FORMER Middlesbrough defender Colin Cooper was named Hartlepool United's new manager yesterday and then immediately outlined a desire to bring the good times back to Victoria Park with help from around the region.

The 46-year-old, who has quit his role as Boro's Under-18s coach to take on the role, has agreed to become the club's sixth permanent manager in the last four and a half years and has named another Riverside old boy Craig Hignett as his assistant.

Cooper verbally agreed to take over from John Hughes, sacked on May 9 along with right-hand man Micky Barron, the position last week but it was only yesterday when it was officially confirmed.

And he has already started work on the rebuilding process, after inheriting a squad of players still hurting from relegation to League Two after spending the majority of a dreadful campaign.

Cooper, who made more than 600 appearances during a 20-year playing career before retiring to form part of Gareth Southgate's first backroom team at the Riverside in 2006, has already been in touch with Middlesbrough, Sunderland and Newcastle to improve relations - and hopes football fans from around the region will help too.

He said: "Despite all the clubs having their own loyalties, I am a real fan of North-East football, I have no qualms about that and I just want North-East football to do well.

"It has been a difficult time for the Hartlepool fans. Can we make Hartlepool everybody's other team? I have connections throughout the region and we want to make Hartlepool an exciting football team to come to watch and support."

Cooper remembered the day in 1986 when he was part of a Middlesbrough team which had to play at Hartlepool because the gates had been locked at Ayresome Park during liquidation.

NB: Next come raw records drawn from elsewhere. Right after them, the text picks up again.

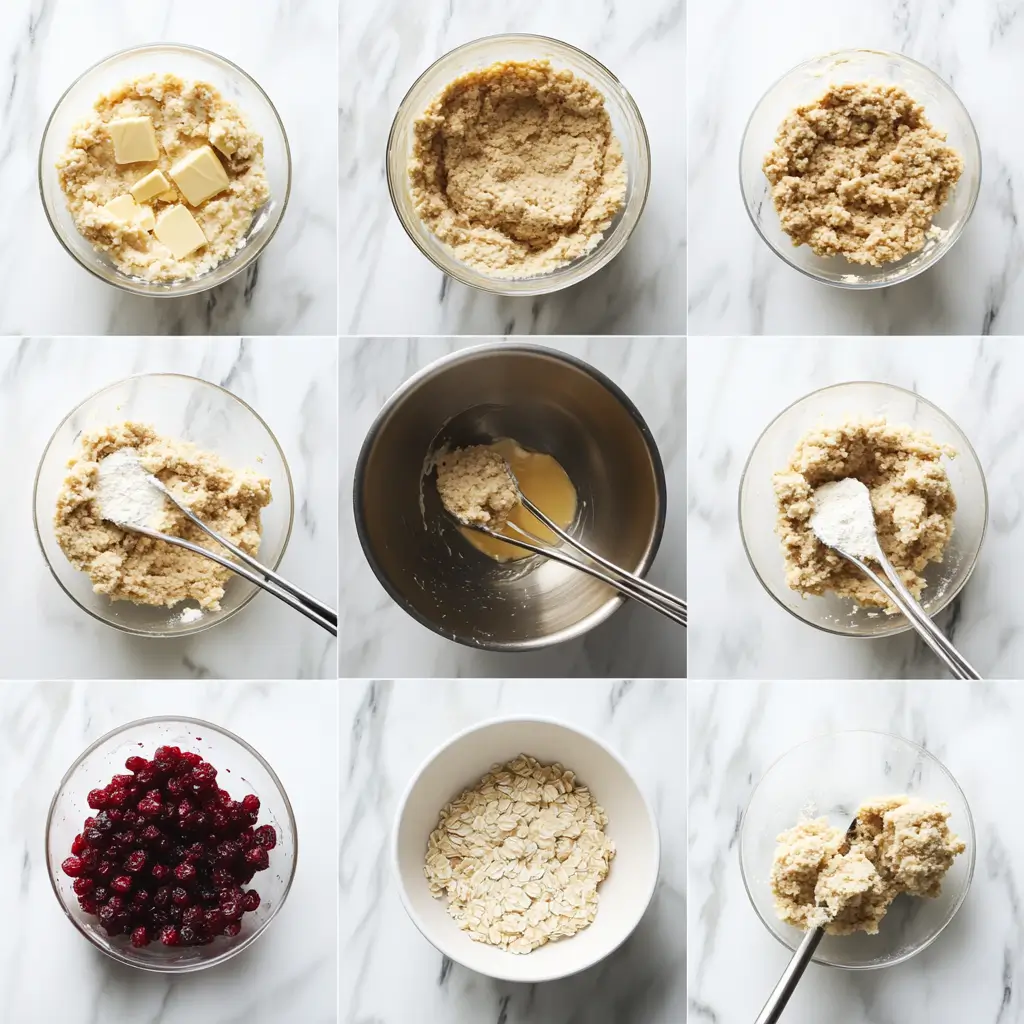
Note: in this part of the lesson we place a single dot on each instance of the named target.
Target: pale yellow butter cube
(134, 140)
(153, 184)
(200, 175)
(178, 230)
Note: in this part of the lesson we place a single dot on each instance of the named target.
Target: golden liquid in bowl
(543, 480)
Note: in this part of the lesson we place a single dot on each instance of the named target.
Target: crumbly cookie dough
(911, 497)
(860, 173)
(520, 856)
(127, 566)
(822, 877)
(517, 169)
(474, 485)
(185, 117)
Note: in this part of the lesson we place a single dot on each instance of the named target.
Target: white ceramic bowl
(460, 763)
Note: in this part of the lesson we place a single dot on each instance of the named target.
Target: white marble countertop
(736, 51)
(736, 388)
(378, 638)
(975, 969)
(641, 292)
(390, 974)
(290, 49)
(291, 385)
(48, 972)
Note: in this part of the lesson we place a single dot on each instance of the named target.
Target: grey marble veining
(737, 285)
(736, 388)
(389, 973)
(975, 970)
(388, 287)
(378, 638)
(49, 973)
(291, 385)
(289, 48)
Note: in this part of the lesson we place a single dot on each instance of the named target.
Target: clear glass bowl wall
(626, 121)
(189, 64)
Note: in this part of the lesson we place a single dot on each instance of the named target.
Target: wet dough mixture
(860, 173)
(474, 485)
(517, 169)
(900, 845)
(911, 497)
(127, 566)
(185, 117)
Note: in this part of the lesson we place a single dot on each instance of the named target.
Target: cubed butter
(134, 140)
(150, 186)
(200, 175)
(178, 230)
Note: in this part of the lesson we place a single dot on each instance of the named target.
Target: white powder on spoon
(126, 493)
(844, 518)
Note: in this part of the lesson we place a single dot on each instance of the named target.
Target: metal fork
(628, 584)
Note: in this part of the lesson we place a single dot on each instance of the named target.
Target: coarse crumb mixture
(475, 486)
(822, 877)
(860, 173)
(911, 497)
(185, 116)
(520, 856)
(517, 169)
(127, 566)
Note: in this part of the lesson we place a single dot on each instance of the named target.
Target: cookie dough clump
(845, 882)
(184, 117)
(475, 486)
(860, 173)
(517, 169)
(127, 566)
(910, 494)
(520, 856)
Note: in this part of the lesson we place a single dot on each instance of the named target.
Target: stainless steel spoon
(892, 586)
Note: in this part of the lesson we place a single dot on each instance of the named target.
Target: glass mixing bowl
(830, 776)
(192, 64)
(190, 410)
(241, 770)
(626, 120)
(771, 453)
(805, 84)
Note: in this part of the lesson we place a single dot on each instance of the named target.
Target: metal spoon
(628, 584)
(795, 969)
(893, 587)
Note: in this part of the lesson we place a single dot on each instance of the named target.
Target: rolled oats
(520, 856)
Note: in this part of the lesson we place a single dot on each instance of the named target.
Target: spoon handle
(791, 977)
(897, 592)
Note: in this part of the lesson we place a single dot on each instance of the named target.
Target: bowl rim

"I see a certain similarity to Middlesbrough in 1986 to Hartlepool now," said the Trimdon-raised former England international. "We need to create a bubble where it is us against the rest of the world, I want the North-East to come in to that.

"Hartlepool supported Middlesbrough in a time of trouble. Middlesbrough will do everything they can to support us I'm sure, as will Sunderland and Newcastle, who are willing to help us. We have ideas of how we want to play but we will need some help from the North-East's big boys."

Cooper has been in the frame on a couple of occasions in the past for the Hartlepool job, only for chairman Ken Hodcroft to opt for Neale Cooper in December 2011 and then Hughes 11 months later.

But after a variety of coaching roles at Middlesbrough and Bradford - two clubs where he also had brief spells as caretaker manager - he does not feel like he is going in to his first frontline manager's job blind.

"I am not a young naïve person coming in," Cooper told the club's official website. "I have been wanting to do this for an awful long time. I am mid-40s, so I don't see myself as a fresh faced, young manager …

He added: "I'm thrilled. It's no secret I have been trying to get in to this side of things for quite a while. I can only thank Hartlepool for giving me that opportunity.

"I see it as hopefully a chance, after a negative time for the club, for myself and Craig to springboard the club to get some success. It's a cracking little club."

One of the first tasks the new managerial team will have to sort is the future of experienced striker Steve Howard. He is the club's highest paid player and still has a year on his contract after spending the back end of last season on loan at Sheffield Wednesday.

There is room to bring a few new signings in, although if Howard was to move on permanently then Cooper could be able to bring in a number of others.

"The work is ongoing. There is more done last minute than ever these days," said Cooper. "We will do our best to get players in very quickly. It's not ideal, but we might have to have additions in the last couple of weeks of pre-season. As a club we have to make the town of Hartlepool proud to have us as a football club."

He chose not to make any wild predictions about next season, but did admit the first challenge - once he has returned from climbing Mount Kilimanjaro for charity with Hignett early next month - will be to lift a group scarred by relegation.

"Everyone would accept Hartlepool should not have been in the position they were in," he said. "But it happened. What we have to do is dust ourselves down, it's not going to be easy.

"We have a core of players who have been through a traumatic season and we have to get that flushed out of them. Hopefully we will just bring in our ideas.

"Let's give these fans something to be excited about. Let's flush last season out of us very quickly. We have to make sure 2013-14 comes with a fresh plate. Once we move on with a few fresh additions, we want to get up and running quickly."